X-Men Origins: Wolverine: Review By Raphael290

Please Stryker, Erase My Memory Too.
  • OVERALL
    1.5
    POOR
  • Story
  • Acting
  • Directing
  • Visuals
X-Men Origins: Wolverine could be a prime example for what is superbly wrong with Hollywood film-making. There is a director credited here, Gavin Hood, who has made good movies such as Tsotsi. Perhaps they hired him for that, or for his previous film Rendition. Or, further perhaps, they knew he could be pushed around for a good paycheck. Maybe he does love the Wolverine character and the X-Men franchise, but from a standpoint of only seeing the film as evidence, it doesn't look that way. This looks more to be a case of film-making-by-committee, where a whole gaggle of producers and studio heads (not least of which Tom Rothman) called the shots on what would happen in this story. Which, ultimately, wasn't really necessary in context of the other movies (or at least the first two).

Wolverine, as a character, is captivating and a bad-ass in the comics. In the first two films it's Jackman's performance, and some clever ambiguity, that make him worth watching and a pivotal character, of actually not knowing a whole lot about his past (save for some exposition and the character Stryker, then played by Brian Cox).
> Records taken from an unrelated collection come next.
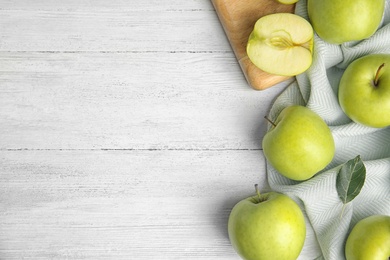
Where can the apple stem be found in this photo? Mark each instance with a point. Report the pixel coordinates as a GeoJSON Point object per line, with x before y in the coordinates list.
{"type": "Point", "coordinates": [258, 192]}
{"type": "Point", "coordinates": [377, 74]}
{"type": "Point", "coordinates": [269, 120]}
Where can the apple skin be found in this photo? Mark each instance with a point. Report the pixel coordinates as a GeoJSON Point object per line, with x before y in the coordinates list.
{"type": "Point", "coordinates": [360, 99]}
{"type": "Point", "coordinates": [337, 21]}
{"type": "Point", "coordinates": [272, 229]}
{"type": "Point", "coordinates": [300, 145]}
{"type": "Point", "coordinates": [369, 239]}
{"type": "Point", "coordinates": [281, 44]}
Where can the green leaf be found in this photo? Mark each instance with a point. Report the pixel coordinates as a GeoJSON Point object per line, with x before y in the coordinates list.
{"type": "Point", "coordinates": [350, 179]}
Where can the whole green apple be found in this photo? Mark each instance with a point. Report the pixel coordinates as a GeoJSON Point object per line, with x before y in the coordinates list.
{"type": "Point", "coordinates": [364, 90]}
{"type": "Point", "coordinates": [337, 21]}
{"type": "Point", "coordinates": [281, 44]}
{"type": "Point", "coordinates": [299, 144]}
{"type": "Point", "coordinates": [369, 239]}
{"type": "Point", "coordinates": [269, 226]}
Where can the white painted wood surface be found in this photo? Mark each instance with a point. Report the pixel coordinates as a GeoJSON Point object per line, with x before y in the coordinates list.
{"type": "Point", "coordinates": [127, 130]}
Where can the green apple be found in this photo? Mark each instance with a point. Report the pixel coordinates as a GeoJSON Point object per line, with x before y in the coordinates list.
{"type": "Point", "coordinates": [369, 239]}
{"type": "Point", "coordinates": [269, 226]}
{"type": "Point", "coordinates": [299, 144]}
{"type": "Point", "coordinates": [281, 44]}
{"type": "Point", "coordinates": [287, 2]}
{"type": "Point", "coordinates": [364, 90]}
{"type": "Point", "coordinates": [337, 21]}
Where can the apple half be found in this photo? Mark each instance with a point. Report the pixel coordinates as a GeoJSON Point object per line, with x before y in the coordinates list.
{"type": "Point", "coordinates": [281, 44]}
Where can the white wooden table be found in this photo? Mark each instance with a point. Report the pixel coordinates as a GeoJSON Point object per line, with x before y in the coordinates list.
{"type": "Point", "coordinates": [127, 130]}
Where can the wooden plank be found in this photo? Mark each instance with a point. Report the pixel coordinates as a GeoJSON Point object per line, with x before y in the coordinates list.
{"type": "Point", "coordinates": [122, 204]}
{"type": "Point", "coordinates": [111, 26]}
{"type": "Point", "coordinates": [128, 101]}
{"type": "Point", "coordinates": [238, 19]}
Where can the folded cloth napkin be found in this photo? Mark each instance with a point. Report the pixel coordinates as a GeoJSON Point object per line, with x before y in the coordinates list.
{"type": "Point", "coordinates": [327, 229]}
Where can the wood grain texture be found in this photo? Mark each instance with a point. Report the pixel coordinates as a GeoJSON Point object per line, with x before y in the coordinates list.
{"type": "Point", "coordinates": [112, 100]}
{"type": "Point", "coordinates": [127, 130]}
{"type": "Point", "coordinates": [238, 19]}
{"type": "Point", "coordinates": [122, 204]}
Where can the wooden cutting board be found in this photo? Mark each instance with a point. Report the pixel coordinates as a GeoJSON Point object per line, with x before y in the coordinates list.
{"type": "Point", "coordinates": [238, 18]}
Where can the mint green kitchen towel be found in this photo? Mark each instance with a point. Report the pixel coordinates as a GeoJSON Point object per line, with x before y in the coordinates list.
{"type": "Point", "coordinates": [317, 89]}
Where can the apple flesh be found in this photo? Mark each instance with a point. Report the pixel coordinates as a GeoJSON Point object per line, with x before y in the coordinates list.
{"type": "Point", "coordinates": [299, 144]}
{"type": "Point", "coordinates": [364, 90]}
{"type": "Point", "coordinates": [269, 226]}
{"type": "Point", "coordinates": [287, 2]}
{"type": "Point", "coordinates": [281, 44]}
{"type": "Point", "coordinates": [369, 239]}
{"type": "Point", "coordinates": [337, 21]}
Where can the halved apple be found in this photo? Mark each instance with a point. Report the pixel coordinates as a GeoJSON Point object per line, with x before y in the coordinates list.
{"type": "Point", "coordinates": [281, 44]}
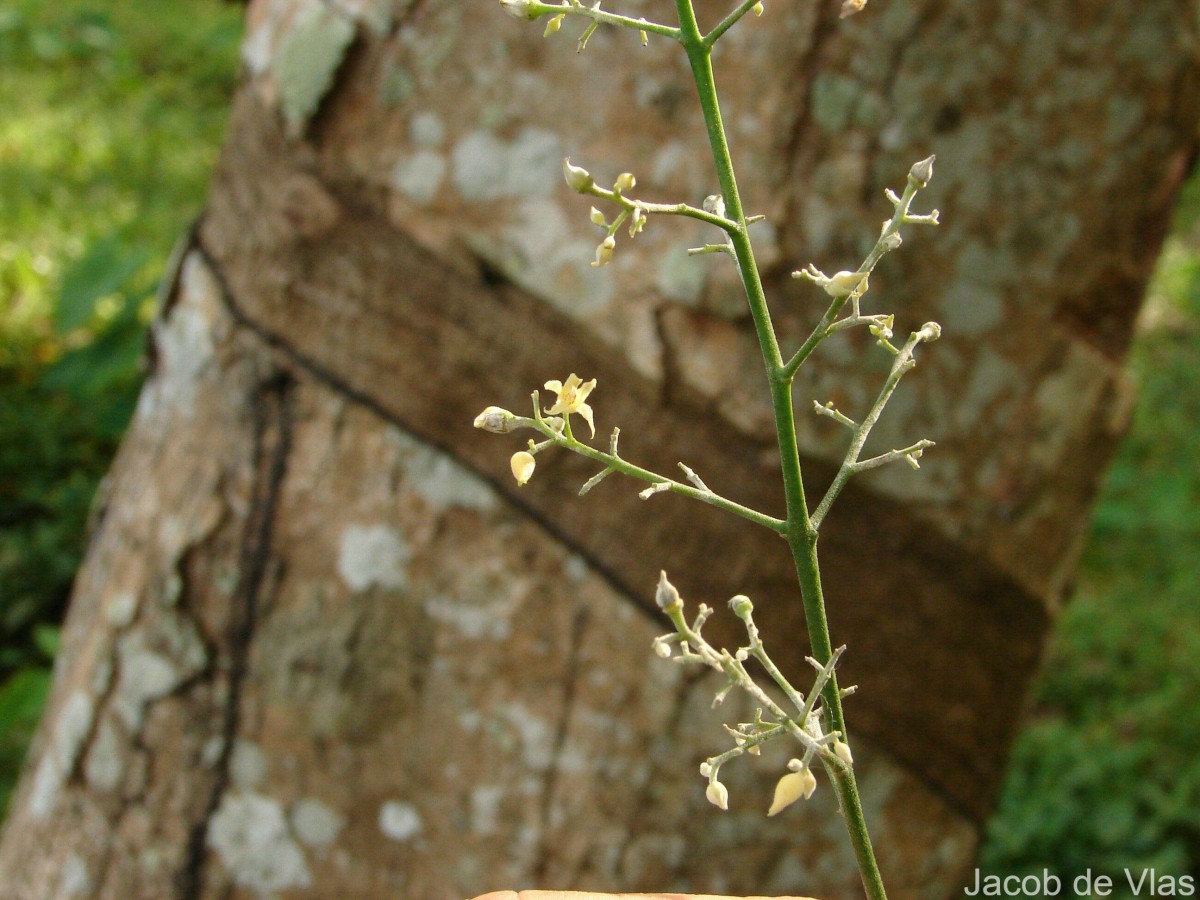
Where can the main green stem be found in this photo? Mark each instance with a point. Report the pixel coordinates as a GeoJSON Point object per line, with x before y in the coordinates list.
{"type": "Point", "coordinates": [802, 537]}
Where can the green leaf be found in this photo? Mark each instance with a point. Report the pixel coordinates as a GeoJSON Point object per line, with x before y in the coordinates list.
{"type": "Point", "coordinates": [105, 268]}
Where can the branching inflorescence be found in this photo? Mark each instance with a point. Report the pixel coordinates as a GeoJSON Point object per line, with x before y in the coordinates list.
{"type": "Point", "coordinates": [813, 717]}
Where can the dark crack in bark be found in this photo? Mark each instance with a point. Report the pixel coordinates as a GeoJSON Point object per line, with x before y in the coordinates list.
{"type": "Point", "coordinates": [271, 409]}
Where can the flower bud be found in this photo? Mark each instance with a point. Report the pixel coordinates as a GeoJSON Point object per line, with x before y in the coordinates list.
{"type": "Point", "coordinates": [718, 795]}
{"type": "Point", "coordinates": [577, 179]}
{"type": "Point", "coordinates": [496, 420]}
{"type": "Point", "coordinates": [522, 465]}
{"type": "Point", "coordinates": [922, 172]}
{"type": "Point", "coordinates": [841, 750]}
{"type": "Point", "coordinates": [519, 9]}
{"type": "Point", "coordinates": [930, 331]}
{"type": "Point", "coordinates": [636, 221]}
{"type": "Point", "coordinates": [715, 204]}
{"type": "Point", "coordinates": [666, 594]}
{"type": "Point", "coordinates": [742, 606]}
{"type": "Point", "coordinates": [792, 787]}
{"type": "Point", "coordinates": [604, 252]}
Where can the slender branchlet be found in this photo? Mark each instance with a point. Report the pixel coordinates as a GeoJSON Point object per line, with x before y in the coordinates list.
{"type": "Point", "coordinates": [810, 715]}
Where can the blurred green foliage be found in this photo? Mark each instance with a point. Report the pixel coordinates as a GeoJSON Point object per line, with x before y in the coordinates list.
{"type": "Point", "coordinates": [113, 114]}
{"type": "Point", "coordinates": [1107, 774]}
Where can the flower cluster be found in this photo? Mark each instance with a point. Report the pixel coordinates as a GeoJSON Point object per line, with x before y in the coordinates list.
{"type": "Point", "coordinates": [570, 399]}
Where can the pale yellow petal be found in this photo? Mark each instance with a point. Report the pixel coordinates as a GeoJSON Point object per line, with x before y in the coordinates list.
{"type": "Point", "coordinates": [586, 412]}
{"type": "Point", "coordinates": [522, 465]}
{"type": "Point", "coordinates": [792, 787]}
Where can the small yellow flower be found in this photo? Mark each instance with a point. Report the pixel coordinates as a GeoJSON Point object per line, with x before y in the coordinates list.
{"type": "Point", "coordinates": [792, 787]}
{"type": "Point", "coordinates": [522, 465]}
{"type": "Point", "coordinates": [570, 399]}
{"type": "Point", "coordinates": [845, 283]}
{"type": "Point", "coordinates": [718, 795]}
{"type": "Point", "coordinates": [604, 252]}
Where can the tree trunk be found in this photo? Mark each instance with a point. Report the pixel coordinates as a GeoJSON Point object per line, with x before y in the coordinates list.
{"type": "Point", "coordinates": [322, 646]}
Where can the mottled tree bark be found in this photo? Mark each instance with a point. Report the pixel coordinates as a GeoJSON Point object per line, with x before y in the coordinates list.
{"type": "Point", "coordinates": [322, 646]}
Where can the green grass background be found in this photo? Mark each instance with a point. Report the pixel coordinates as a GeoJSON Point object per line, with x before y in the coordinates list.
{"type": "Point", "coordinates": [112, 117]}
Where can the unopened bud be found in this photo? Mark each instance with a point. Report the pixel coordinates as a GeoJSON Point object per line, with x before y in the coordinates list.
{"type": "Point", "coordinates": [883, 330]}
{"type": "Point", "coordinates": [718, 795]}
{"type": "Point", "coordinates": [742, 606]}
{"type": "Point", "coordinates": [666, 595]}
{"type": "Point", "coordinates": [604, 252]}
{"type": "Point", "coordinates": [930, 331]}
{"type": "Point", "coordinates": [845, 283]}
{"type": "Point", "coordinates": [715, 204]}
{"type": "Point", "coordinates": [792, 787]}
{"type": "Point", "coordinates": [520, 9]}
{"type": "Point", "coordinates": [841, 750]}
{"type": "Point", "coordinates": [577, 179]}
{"type": "Point", "coordinates": [636, 221]}
{"type": "Point", "coordinates": [922, 172]}
{"type": "Point", "coordinates": [522, 465]}
{"type": "Point", "coordinates": [496, 420]}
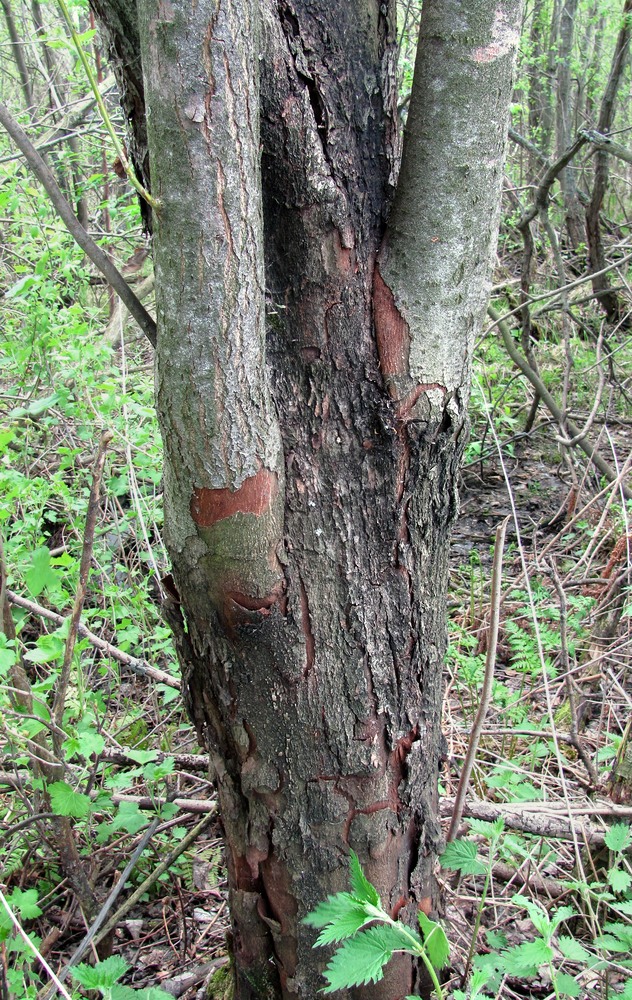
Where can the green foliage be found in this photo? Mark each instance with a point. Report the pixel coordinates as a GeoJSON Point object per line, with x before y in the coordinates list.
{"type": "Point", "coordinates": [370, 936]}
{"type": "Point", "coordinates": [104, 977]}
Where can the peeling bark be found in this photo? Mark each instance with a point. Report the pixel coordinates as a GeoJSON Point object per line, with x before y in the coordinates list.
{"type": "Point", "coordinates": [312, 453]}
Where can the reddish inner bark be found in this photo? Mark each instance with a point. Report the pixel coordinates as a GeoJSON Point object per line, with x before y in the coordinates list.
{"type": "Point", "coordinates": [391, 329]}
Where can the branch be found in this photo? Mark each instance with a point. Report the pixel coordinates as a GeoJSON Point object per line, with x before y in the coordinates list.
{"type": "Point", "coordinates": [606, 144]}
{"type": "Point", "coordinates": [583, 442]}
{"type": "Point", "coordinates": [541, 199]}
{"type": "Point", "coordinates": [488, 680]}
{"type": "Point", "coordinates": [138, 666]}
{"type": "Point", "coordinates": [76, 230]}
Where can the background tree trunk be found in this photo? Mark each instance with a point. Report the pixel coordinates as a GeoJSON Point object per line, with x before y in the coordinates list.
{"type": "Point", "coordinates": [311, 455]}
{"type": "Point", "coordinates": [607, 298]}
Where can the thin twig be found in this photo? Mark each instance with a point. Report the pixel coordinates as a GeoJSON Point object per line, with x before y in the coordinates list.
{"type": "Point", "coordinates": [583, 442]}
{"type": "Point", "coordinates": [486, 690]}
{"type": "Point", "coordinates": [76, 230]}
{"type": "Point", "coordinates": [40, 958]}
{"type": "Point", "coordinates": [569, 680]}
{"type": "Point", "coordinates": [138, 666]}
{"type": "Point", "coordinates": [61, 687]}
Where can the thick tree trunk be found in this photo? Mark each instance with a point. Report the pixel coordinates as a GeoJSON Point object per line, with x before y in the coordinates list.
{"type": "Point", "coordinates": [313, 433]}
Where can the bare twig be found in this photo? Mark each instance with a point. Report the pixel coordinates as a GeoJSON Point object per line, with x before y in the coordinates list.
{"type": "Point", "coordinates": [61, 687]}
{"type": "Point", "coordinates": [76, 230]}
{"type": "Point", "coordinates": [138, 666]}
{"type": "Point", "coordinates": [486, 690]}
{"type": "Point", "coordinates": [583, 442]}
{"type": "Point", "coordinates": [569, 680]}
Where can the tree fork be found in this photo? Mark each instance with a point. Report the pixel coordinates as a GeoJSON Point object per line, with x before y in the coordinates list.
{"type": "Point", "coordinates": [311, 456]}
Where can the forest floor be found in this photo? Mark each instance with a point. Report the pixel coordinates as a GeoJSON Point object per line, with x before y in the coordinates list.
{"type": "Point", "coordinates": [543, 792]}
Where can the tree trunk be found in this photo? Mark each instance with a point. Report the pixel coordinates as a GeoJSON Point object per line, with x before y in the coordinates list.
{"type": "Point", "coordinates": [313, 427]}
{"type": "Point", "coordinates": [540, 98]}
{"type": "Point", "coordinates": [607, 298]}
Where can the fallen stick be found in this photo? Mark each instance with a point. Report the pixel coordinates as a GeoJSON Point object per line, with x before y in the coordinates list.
{"type": "Point", "coordinates": [138, 666]}
{"type": "Point", "coordinates": [544, 819]}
By delving into this character's back-story, who from what I've heard and been told has one of the most convoluted and complicated backstories in the history of the comic-book medium, there's a whole lot of noise and whistles but not any depth. I didn't learn or gain anything about Wolverine/Logan/Jimmy(?) in the entire running time, except that if you possibly kill the love of his life then, well, he'll get revenge. And, really, if you had claws that could retract and lived over 150 years and was basically indestructible *before* Adamantium, you'd be ticked too.

Basically, it's a story that holds very little water to start with and has to work hard to give us something, anything, to care about what will happen to an indestructible man-beast like Wolverine. Jackman is game, but what about the other actors? Liev Schieber grunts and barely acts his way through his Sabretooth, while Ryan Reynolds, who may someday give us something as a version of Deadpool, only acts like that for all of five minutes before he's yanked off only to return late in the film (as apparently a very funny and witty self-conscious comic character in print) without any dialog to speak of! Others like Will.I.Am (yes, that's how his name is spelled) don't bring much at all, while there's some other room for thankless cameos - my favorite (by that I mean the one I was equally mortified and ironically amused by) was Patrick Stewart as Professor Xavier, appearing before some lost mutants before disaster strikes, his face super-smooth and looking so CGI you'd swear Brandon Routh was neo-realist in comparison.

There's simply no invention, nothing that stands out even as a fun bad choice. You have to keep your eyelids open by force just from not being bored by the films generic tendencies, most prominent when it tries to give some sense of humor (totally dulled or with the lowest common denominator of gag, i.e. "oh, my claws broke your sink, um, ha?), but especially when delving into the action sequences. No personality, nothing to make it stand out from probably much superior video games, and whatever inanities present can't even give rise to unintentional laughter. It's hack work through and through.

And the same goes with the story itself, and its super-duper-holy-s*** contrivances. Adamantium is one thing, that's a given, even if one wonders why Wolverine would need or want it thanks to his already near indestructible nature (sorry to harp on it again, it appears vaguely important to me given Wolverine's attitude towards it and Stryker). But the Amnesia-bullets... do I need to go on?